As an initial test of fidelity, we examined the extent of primer extension by single mismatched bases using the template sequences 3′-NCCC-5′ (N = A, G, or U) with 3′-NH2-2AIpddG as the sole activated monomer (SI Figure S4). We observed a low yield (<10%) of primer extension products on all three templates even at times of 60–75 min (see SI for details), showing that G is incorporated very poorly across from A, G or U in the template. This is expected if the imidazolium- bridged dinucleotide must bind to the template via two Watson–Crick base-pairs in order to set up the appropriate geometry for efficient reaction with the primer. We assessed the fidelity of the chemical synthesis of 3′-NP-DNA on mixed-sequence RNA templates by liquid chromatography mass spectrometry (LC-MS) analysis of the primer extension products. In previous work from our laboratory, using HEI as an organocatalyst, low fidelity was observed for the chemical copying of the template 3′-GAGAC-5′ using 2MI activated 3′-NH2-ddC and 3′-NH2-ddT, and for copying of the template 3′-CUCUA-5′ using 2MI activated 3′-NH2-ddG and 3′-NH2-ddA.[7] The high frequency of errors, which ranged from 15 to 50%, was due to both C:A and G:T pair mismatches. In contrast, when we performed template-directed polymerization on similar templates using 2AI-activated mononucleotides in the absence of HEI, we observed rapid (complete reaction in <4 h) and accurate primer extension in both cases (Figure ).
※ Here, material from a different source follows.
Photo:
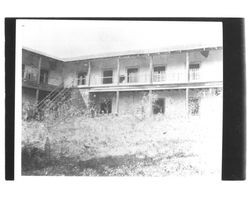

The LC-MS analysis of fully extended primer +5 products revealed excellent fidelity for the chemical copying of template 3′-GAGAG-5′, with only the desired primer + C3T2 species detectable (Figure A). With template 3′-CUCUC-5′, a small amount (<5%, from MS and PAGE analysis, Figure S5) of G–T mismatch product, primer + G4A1, was detected along with the fully extended correct product primer + G3A2 (Figure B).

Figure 3

Low level of mismatches during copying of RNA templates (A) 3′-GAGAG and (B) 3′-CUCUC into 3′-NP-DNA. (A) The 3′-GAGAG template was copied by primer extension in the presence of 10 mM 3′-NH2-2AIpddC and 3′-NH2-2AIpddT. (B) The 3′-CUCUC template was copied by primer extension in the presence of 10 mM 3′-NH2-2AIpddA and 3′-NH2-2AIpddG. The nucleotide highlighted in red indicates the 3′-NH2-ddC at the end of the primer. Reactions were conducted in 200 mM Na+-HEPES pH 8.0, 25 °C, 50 mM Mg2+. Plots show MS analysis of the full-length extension products (+5) from the 4 h time point. Inset: PAGE analysis of the products of the primer extension reaction. P, primer. See SI Figure S5 for Sanger-type sequencing results.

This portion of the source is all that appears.